Tout petit, il se fait acheter des crayons ainsi que des couleurs et commence à peindre. Il dessine aussi à la plume. Il entre dans la vie active à 18 ans et travaille dans la maison de change de son père mais Le Roy n’a qu’une passion : l’art ; tous ses loisirs lui sont consacrés.
Vers 1860, il fonde avec son associé la maison de commerce Lauratet & Le Roy qui possède des comptoirs dans l'océan Indien et des navires sur lesquels il voyage parfois. En 1879, il épouse une jeune artiste, Gabrielle, fille d’un grand sucrier de Saint-André, Xavier Victor Bellier-Montrose. Ils n’ont pas de descendance. En 1885, la maison de commerce Lauratet et Le Roy connaît la faillite. Il accepte alors une place d’employé dans une grande épicerie.
Son activité le fixe dans sa destinée de n’être que peintre de paysage et de marine et de n’être peintre que de deux moments : l’aurore et le crépuscule, ceux dont il dispose.

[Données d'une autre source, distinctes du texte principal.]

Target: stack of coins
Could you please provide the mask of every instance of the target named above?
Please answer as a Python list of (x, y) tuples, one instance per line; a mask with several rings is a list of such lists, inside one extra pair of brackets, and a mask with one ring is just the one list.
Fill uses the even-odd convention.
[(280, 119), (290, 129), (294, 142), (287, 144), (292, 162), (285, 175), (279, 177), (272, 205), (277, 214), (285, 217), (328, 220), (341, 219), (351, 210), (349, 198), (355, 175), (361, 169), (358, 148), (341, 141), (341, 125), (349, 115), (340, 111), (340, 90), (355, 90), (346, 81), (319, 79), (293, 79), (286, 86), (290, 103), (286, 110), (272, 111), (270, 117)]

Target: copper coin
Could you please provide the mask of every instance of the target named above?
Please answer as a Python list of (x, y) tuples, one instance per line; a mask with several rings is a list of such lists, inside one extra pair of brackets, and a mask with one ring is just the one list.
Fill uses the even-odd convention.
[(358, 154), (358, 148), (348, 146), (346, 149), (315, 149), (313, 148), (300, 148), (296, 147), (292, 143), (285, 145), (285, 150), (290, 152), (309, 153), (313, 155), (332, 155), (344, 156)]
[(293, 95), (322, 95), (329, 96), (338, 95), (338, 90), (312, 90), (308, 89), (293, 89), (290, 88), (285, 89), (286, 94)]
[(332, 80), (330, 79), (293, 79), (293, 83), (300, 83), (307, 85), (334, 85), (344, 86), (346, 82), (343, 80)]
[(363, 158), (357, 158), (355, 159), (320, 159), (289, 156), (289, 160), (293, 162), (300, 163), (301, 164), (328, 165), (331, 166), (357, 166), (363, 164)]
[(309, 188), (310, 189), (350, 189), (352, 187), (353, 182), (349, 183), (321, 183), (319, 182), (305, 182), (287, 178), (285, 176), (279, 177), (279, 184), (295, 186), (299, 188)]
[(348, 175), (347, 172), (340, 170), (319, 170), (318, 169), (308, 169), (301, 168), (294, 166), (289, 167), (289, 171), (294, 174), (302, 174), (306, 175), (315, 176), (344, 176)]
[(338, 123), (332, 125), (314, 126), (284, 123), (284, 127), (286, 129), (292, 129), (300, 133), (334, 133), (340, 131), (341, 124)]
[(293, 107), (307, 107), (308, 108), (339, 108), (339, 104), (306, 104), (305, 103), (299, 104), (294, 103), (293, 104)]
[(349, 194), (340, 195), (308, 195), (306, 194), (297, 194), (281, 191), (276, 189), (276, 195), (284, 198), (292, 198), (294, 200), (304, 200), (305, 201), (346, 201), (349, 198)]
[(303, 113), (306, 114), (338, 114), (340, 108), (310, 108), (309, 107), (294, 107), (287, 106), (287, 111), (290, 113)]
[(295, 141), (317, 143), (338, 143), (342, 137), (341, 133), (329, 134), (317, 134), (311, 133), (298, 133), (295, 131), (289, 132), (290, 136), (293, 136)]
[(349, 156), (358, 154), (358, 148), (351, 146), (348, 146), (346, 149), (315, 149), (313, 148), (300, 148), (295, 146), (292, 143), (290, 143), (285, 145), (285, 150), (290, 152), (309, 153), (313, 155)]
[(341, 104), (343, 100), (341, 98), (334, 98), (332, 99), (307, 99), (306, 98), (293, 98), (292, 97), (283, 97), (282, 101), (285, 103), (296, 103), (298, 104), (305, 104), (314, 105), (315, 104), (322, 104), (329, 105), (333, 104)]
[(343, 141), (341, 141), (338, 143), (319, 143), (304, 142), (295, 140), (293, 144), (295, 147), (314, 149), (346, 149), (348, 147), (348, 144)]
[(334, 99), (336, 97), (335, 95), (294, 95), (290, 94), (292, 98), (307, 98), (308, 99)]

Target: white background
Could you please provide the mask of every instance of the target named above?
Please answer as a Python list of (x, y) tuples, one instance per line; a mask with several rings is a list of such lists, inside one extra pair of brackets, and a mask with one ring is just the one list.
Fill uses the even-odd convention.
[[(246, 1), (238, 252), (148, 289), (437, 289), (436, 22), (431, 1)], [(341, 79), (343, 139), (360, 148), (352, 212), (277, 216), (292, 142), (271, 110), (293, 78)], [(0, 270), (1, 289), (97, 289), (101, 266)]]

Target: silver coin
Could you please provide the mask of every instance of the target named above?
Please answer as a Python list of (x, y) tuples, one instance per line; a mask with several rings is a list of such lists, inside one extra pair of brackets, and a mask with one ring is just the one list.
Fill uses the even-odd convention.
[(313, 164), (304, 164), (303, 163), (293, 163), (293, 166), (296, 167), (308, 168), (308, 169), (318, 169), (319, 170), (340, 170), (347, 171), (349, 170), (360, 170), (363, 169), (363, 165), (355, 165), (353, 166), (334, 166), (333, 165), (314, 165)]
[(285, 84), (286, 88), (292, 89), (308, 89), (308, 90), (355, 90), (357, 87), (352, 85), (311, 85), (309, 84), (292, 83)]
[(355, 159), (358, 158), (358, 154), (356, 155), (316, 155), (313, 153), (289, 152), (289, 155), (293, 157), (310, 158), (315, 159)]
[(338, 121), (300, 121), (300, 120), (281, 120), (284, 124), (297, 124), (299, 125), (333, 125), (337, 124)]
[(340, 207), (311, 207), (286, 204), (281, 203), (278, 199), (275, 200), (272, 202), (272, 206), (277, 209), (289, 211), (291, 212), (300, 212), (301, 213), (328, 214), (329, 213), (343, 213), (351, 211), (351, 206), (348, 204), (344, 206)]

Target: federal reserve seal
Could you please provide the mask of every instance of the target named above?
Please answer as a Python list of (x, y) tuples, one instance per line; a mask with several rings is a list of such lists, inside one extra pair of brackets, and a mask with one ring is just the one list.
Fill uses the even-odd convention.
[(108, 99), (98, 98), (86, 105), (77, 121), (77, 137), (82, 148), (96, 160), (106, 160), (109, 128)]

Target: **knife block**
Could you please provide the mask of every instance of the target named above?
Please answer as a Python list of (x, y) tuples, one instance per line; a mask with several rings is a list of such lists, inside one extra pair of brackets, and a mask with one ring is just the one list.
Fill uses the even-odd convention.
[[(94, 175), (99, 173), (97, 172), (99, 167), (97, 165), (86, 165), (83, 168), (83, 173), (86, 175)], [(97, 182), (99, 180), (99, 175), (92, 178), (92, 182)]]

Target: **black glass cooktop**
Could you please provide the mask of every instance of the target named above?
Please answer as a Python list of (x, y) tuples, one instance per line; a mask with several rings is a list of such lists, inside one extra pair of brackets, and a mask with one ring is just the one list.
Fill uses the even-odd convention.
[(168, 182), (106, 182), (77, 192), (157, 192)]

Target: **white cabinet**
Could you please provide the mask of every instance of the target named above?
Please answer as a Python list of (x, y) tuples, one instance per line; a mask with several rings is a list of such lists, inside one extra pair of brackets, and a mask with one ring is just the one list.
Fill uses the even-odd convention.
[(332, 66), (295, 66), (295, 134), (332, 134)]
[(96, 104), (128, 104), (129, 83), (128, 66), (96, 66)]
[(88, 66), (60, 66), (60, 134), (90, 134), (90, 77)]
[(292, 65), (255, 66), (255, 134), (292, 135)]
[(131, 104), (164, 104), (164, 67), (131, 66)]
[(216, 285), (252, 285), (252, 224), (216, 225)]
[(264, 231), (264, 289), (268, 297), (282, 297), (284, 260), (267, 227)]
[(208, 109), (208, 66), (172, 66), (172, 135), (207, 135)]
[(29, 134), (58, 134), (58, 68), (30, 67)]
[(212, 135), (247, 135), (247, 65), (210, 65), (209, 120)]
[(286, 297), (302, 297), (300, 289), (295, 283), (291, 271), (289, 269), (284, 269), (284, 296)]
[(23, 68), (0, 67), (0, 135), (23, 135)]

En dépit de ses malheurs professionnels, il expose régulièrement dès 1850 et montre ses oeuvres dans les foires agricoles au Jardin de l’Etat ou dans les foires intercoloniales à Maurice qui réservent un espace aux artistes. Il expose également dans des lieux prestigieux : à l’Hôtel de ville de Saint-Denis se muant en Salon de peintures en 1862 et 1881 ou encore à Paris lors de l’Exposition universelle de 1878.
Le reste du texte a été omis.